I have run some more tests so the numbers have changed a bit.

Index Results done on Node 1:
Indexing completed. Added/Updated: 903,993 documents. Deleted 0 documents. 
(Duration: 31m 47s)
Requests: 1 (0/s), Fetched: 903,993 (474/s), Skipped: 0, Processed: 903,993

Node 1:
Last Modified: 44 minutes ago
Num Docs: 824216
Max Doc: 824216
Heap Memory Usage: -1
Deleted Docs: 0
Version: 1051
Segment Count: 1
Optimized: checked
Current: checked

Node 2:
Last Modified: 44 minutes ago
Num Docs: 824216
Max Doc: 824216
Heap Memory Usage: -1
Deleted Docs: 0
Version: 1051
Segment Count: 1
Optimized: checked
Current: checked

Search results are the same as the doc numbers above.

Logs only have one instance of an error:

ERROR - 2014-10-31 10:47:12.867; org.apache.solr.update.StreamingSolrServers$1; 
error
org.apache.solr.common.SolrException: Bad Request



request: 
http://192.168.20.57:7574/solr/inventory_shard1_replica1/update?update.distrib=TOLEADER&distrib.from=http%3A%2F%2F192.168.20.57%3A8983%2Fsolr%2Finventory_shard1_replica2%2F&wt=javabin&version=2
        at 
org.apache.solr.client.solrj.impl.ConcurrentUpdateSolrServer$Runner.run(ConcurrentUpdateSolrServer.java:241)
        at 
java.util.concurrent.ThreadPoolExecutor.runWorker(ThreadPoolExecutor.java:1142)
        at 
java.util.concurrent.ThreadPoolExecutor$Worker.run(ThreadPoolExecutor.java:617)
        at java.lang.Thread.run(Thread.java:745)

Some info that may be of help
This is on my local vm using jetty with the embedded zookeeper.
Commands to start cloud:

java -DzkRun -jar start.jar
java -Djetty.port=7574 -DzkRun -DzkHost=localhost:9983 -jar start.jar

sh zkcli.sh -zkhost localhost:9983 -cmd upconfig -confdir 
~/development/configs/inventory/ -confname config_ inventory
sh zkcli.sh -zkhost localhost:9983 -cmd linkconfig -collection inventory 
-confname config_ inventory

curl 
"http://localhost:8983/solr/admin/collections?action=CREATE&name=inventory&numShards=1&replicationFactor=2&maxShardsPerNode=4";
curl "http://localhost:8983/solr/admin/collections?action=RELOAD&name= 
inventory "

AJ


-----Original Message-----
From: Erick Erickson [mailto:erickerick...@gmail.com] 
Sent: Friday, October 31, 2014 9:49 AM
To: solr-user@lucene.apache.org
Subject: Re: Missing Records

OK, that is puzzling.

bq: If there were duplicates only one of the duplicates should be removed and I 
still should be able to search for the ID and find one correct?

Correct.

Your bad request error is puzzling, you may be on to something there.
What it looks like is that somehow some of the documents you're sending to Solr 
aren't getting indexed, either being dropped through the network or perhaps 
have invalid fields, field formats (i.e. a date in the wrong format,
whatever) or some such.
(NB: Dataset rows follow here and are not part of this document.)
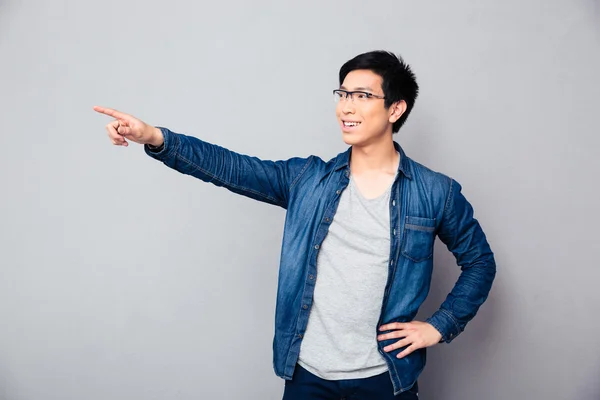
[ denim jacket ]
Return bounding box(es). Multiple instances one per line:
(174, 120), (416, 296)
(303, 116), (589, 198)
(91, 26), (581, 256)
(144, 127), (496, 394)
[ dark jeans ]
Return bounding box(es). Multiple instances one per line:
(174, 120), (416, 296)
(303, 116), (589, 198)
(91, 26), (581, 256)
(283, 364), (419, 400)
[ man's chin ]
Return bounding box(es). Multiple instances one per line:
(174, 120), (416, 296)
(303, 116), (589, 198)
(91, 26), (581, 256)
(342, 132), (361, 146)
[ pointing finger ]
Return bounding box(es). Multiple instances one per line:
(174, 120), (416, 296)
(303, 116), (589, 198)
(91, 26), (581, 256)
(94, 106), (127, 119)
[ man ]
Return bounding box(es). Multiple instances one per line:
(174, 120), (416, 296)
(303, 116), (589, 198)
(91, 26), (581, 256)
(94, 51), (496, 400)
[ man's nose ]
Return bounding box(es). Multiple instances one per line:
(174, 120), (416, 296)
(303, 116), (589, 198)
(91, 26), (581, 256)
(342, 98), (354, 114)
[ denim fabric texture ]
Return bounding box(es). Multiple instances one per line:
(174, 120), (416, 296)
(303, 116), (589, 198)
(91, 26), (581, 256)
(144, 127), (496, 394)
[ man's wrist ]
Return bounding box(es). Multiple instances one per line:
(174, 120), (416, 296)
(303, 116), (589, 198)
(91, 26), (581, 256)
(148, 127), (165, 149)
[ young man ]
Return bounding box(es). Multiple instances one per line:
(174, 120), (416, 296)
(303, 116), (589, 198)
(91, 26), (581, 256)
(94, 51), (496, 400)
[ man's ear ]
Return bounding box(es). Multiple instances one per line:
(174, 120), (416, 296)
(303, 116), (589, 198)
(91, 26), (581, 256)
(390, 100), (406, 124)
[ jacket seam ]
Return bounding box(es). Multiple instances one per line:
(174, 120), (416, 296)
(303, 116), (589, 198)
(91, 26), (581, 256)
(288, 156), (313, 193)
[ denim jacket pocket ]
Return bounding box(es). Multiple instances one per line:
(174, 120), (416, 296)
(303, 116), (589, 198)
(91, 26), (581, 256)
(402, 216), (435, 263)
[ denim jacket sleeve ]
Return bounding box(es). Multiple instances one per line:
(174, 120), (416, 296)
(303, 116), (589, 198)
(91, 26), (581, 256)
(144, 127), (311, 209)
(426, 180), (496, 343)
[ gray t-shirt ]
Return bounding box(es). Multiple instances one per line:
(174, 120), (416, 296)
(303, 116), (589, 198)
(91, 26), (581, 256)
(298, 174), (391, 380)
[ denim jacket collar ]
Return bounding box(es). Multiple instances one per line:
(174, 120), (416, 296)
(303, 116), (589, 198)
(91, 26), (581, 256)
(335, 141), (412, 179)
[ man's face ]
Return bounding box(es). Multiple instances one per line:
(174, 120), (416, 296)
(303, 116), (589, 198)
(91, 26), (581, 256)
(336, 69), (399, 146)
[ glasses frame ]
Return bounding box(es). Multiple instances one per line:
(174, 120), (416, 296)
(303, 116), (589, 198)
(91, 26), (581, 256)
(333, 89), (385, 103)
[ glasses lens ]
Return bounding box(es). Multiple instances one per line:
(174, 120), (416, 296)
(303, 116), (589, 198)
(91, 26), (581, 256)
(333, 90), (344, 103)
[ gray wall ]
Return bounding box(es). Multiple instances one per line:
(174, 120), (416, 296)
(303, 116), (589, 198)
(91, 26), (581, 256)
(0, 0), (600, 400)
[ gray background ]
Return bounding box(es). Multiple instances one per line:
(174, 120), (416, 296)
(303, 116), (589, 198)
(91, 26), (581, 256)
(0, 0), (600, 400)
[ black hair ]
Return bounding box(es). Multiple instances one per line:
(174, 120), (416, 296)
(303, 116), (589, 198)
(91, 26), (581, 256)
(340, 50), (419, 133)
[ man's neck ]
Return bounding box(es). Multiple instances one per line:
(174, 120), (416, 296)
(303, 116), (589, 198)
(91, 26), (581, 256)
(350, 137), (400, 175)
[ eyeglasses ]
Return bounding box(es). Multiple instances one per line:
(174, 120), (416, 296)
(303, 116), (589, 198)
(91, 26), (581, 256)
(333, 89), (385, 103)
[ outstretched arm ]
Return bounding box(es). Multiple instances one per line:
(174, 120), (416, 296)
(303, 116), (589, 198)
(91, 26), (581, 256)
(94, 107), (311, 208)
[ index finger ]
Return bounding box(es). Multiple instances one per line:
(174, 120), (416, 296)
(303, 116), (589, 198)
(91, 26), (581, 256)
(94, 106), (128, 119)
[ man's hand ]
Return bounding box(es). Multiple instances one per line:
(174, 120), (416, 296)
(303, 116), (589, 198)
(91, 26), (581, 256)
(377, 321), (442, 358)
(94, 106), (164, 147)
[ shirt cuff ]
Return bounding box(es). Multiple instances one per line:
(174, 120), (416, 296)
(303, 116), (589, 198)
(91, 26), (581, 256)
(144, 126), (176, 160)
When you complete the run, what are the maxDoc and 
numDocs numbers on one of the nodes?

What else do you see in the logs? They're pretty big after that many adds, but 
maybe you can grep for ERROR and see something interesting like stack traces. 
Or even "org.apache.solr". This latter will give you some false hits, but at 
least it's better than paging through a huge log file....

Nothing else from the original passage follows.